Basically, a resident of Toronto remains a resident of Toronto even when he is on a business trip to Ottawa, or Montreal. And likewise if the trip is to New York or Paris. If he remains a resident of Toronto, thus a resident of Ontario, is he not still a resident of Canada, during that time, as well?
That is probably a relatively easy call for a small number of business trips and a brief holiday or two abroad (in which event, however, it would have been stupid to not wait those extra days so as to meet the residency requirement based on at least 1095 days of actual physical presence). However, the circumstances in the lives of immigrants tend to vary greatly and are often a lot more complicated than that. Moreover, given the statutory language for how days were to be calculated, many legal authorities, including numerous Federal Court justices, argued or, in the case of Federal Court justices
ruled, that for purposes of the citizenship residency requirement, only days actually physically present counted toward meeting the residency requirement. Since the decision of one Federal Court justice is not binding on other Federal Court justices, conflicting standards developed.
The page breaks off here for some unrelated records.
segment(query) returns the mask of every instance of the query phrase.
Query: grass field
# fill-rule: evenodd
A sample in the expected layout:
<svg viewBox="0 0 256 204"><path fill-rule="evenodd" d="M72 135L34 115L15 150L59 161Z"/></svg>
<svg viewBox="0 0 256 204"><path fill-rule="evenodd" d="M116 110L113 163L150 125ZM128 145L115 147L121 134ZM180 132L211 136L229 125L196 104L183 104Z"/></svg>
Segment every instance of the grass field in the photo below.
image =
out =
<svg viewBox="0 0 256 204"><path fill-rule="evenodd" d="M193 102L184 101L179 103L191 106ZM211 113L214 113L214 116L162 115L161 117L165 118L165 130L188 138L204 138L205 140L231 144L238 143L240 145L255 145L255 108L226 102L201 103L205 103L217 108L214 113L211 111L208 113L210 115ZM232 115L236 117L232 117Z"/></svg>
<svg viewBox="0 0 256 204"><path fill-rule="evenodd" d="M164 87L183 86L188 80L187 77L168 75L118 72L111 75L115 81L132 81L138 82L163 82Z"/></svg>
While it is more complicated, basically there were two different standards or tests which could be applied:
-- actual physical presence test requiring 1095 or more days physically present in Canada to meet the old 3/4 residency requirement
-- centralized mode of living in Canada residency test (actually there are multiple versions of this) which, if applied, would allow someone to be granted citizenship even though they had less than 1095 days of actual presence
In particular, in many, many cases, CJs applied a strict physical presence standard, and would not even consider a shortfall case. In some cases, however, CJs applied a qualitative residency test pursuant to which some shortfall applicants were approved, and became citizens.
The shortfall application is, thus, dependent on persuading a CJ to apply a qualitative residency test rather than the physical presence test. Shortfall applications were very common until a few years into the period of time when Harper was the Prime Minister. By 2008 or 2009, or so, it became apparent that under Harper, CIC (as it was then) was pushing the strict presence test approach, thus pushing for the denial of shortfall applications generally. During that period (up to August 1, 2014), Citizenship Judges decided ALL citizenship applications (subject to the right of appeal, which both applicants and CIC had . . . unlike now, IRCC having a right to appeal a CJ's approval but the applicant does not have a right to appeal being denied, just the right to make an application seeking leave to, in effect, appeal).
Now, in shortfall cases IRCC can grant citizenship or refer the case to a CJ.
It warrants remembering and emphasizing that a CJ can apply the strict presence test without even considering a qualitative residency test. A very recent Federal Court decision affirmed that the CJ can do so without any explanation for why the strict presence test is applied. If this test is applied, a shortfall applicant will be denied citizenship. Period. In such a case, it is likely that no leave for judicial review will be given, but even if an appeal is granted, the odds of succeeding in the appeal are very, very low (unless the CJ committed some other error).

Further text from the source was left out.